The policy paper also highlights three general principles of urban agriculture when it comes to basic cultural management: 

Provide unrestricted conditions for the free movement and growth of roots. This means the root system should establish good anchorage in the soil. The plant should also take enough water and nutrients to facilitate hormonal synthesis and trigger the storage of nutrients and/or movement to the shoot system. 

The right medium is loose/coarse and light soil. Recommended soil medium is 20% processed animal manure, 20% sawdust, 5% lime, 15% carbonized rice hull, and 40% regular soil.

Put on nutrients readily available.
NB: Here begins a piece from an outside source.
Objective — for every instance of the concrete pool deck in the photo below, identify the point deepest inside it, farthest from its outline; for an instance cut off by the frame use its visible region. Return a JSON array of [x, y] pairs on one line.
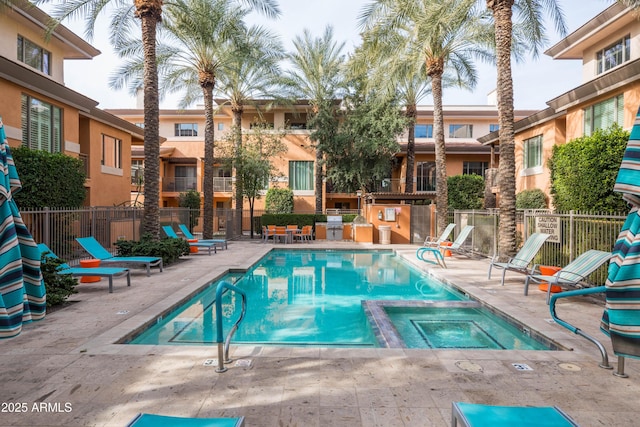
[[67, 371]]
Nutrients like nitrogen, phosphorus, potassium, secondary, and micronutrients can be supplied to the plants using supplemental microorganisms and humic acid.

Produce a strong root system using a plant growth regulator supplement.

The policy paper – authored by Rico C. Ancog, Glenn Gregorio, Arlene B. Arcillas, Erlinda C. Creencia, Victorino E. Aquitania, Gerald Glenn F. Panganiban, and Garry A. Hidalgo – featured three successful urban agriculture programs: 

· In Laguna, the Santa Rosa government has implemented a pilot urban agriculture demonstration project as part of its efforts to strengthen the city’s climate change adaptation program while also ensuring the promotion of safe and fresh produce.

· In Nueva Ecija, the Central Luzon State University of the Science City of Muñoz has adopted the concept of urban agriculture since early 2000 using recyclable containers and receptacles, which has been disseminated and replicated in several barangays of the municipality.

· In Quezon City, an urban agriculture program, called Joy of Urban Farming, was launched in 2010. It piloted three demonstration farms in Quezon Memorial Circle, which has been instrumental in showcasing urban agriculture concepts and set-ups for interested individuals and organizations.

“It will be strategic for local government units to implement an urban agriculture strategy to sustainably mainstream it in local governance,” the policy paper stated, adding that sustainability of such strategy is highly determined by financial and political legitimacy.

“Formal recognition and support for urban agriculture is beneficial for both urban farmers and the city,” the paper said. “Overall, implementation depends on the measures of financial, physical, social, and human capital that the local government could invest in, commit, and sustain.” 

Last year, Senator Francis Pangilinan filed Senate Bill 257, otherwise known as the “Urban Agriculture and Vertical Farming Act of 2019,” wherein he urged the public to grow crops in idle or abandoned government-owned lots and buildings.

“In our homes, we can start with planting herb gardens, even if only in garden plots,” the senator was quoted as saying by The Manila Times. “Aside from the joy of savings in grocery bills, there’s also joy in harvesting and eating your own products.”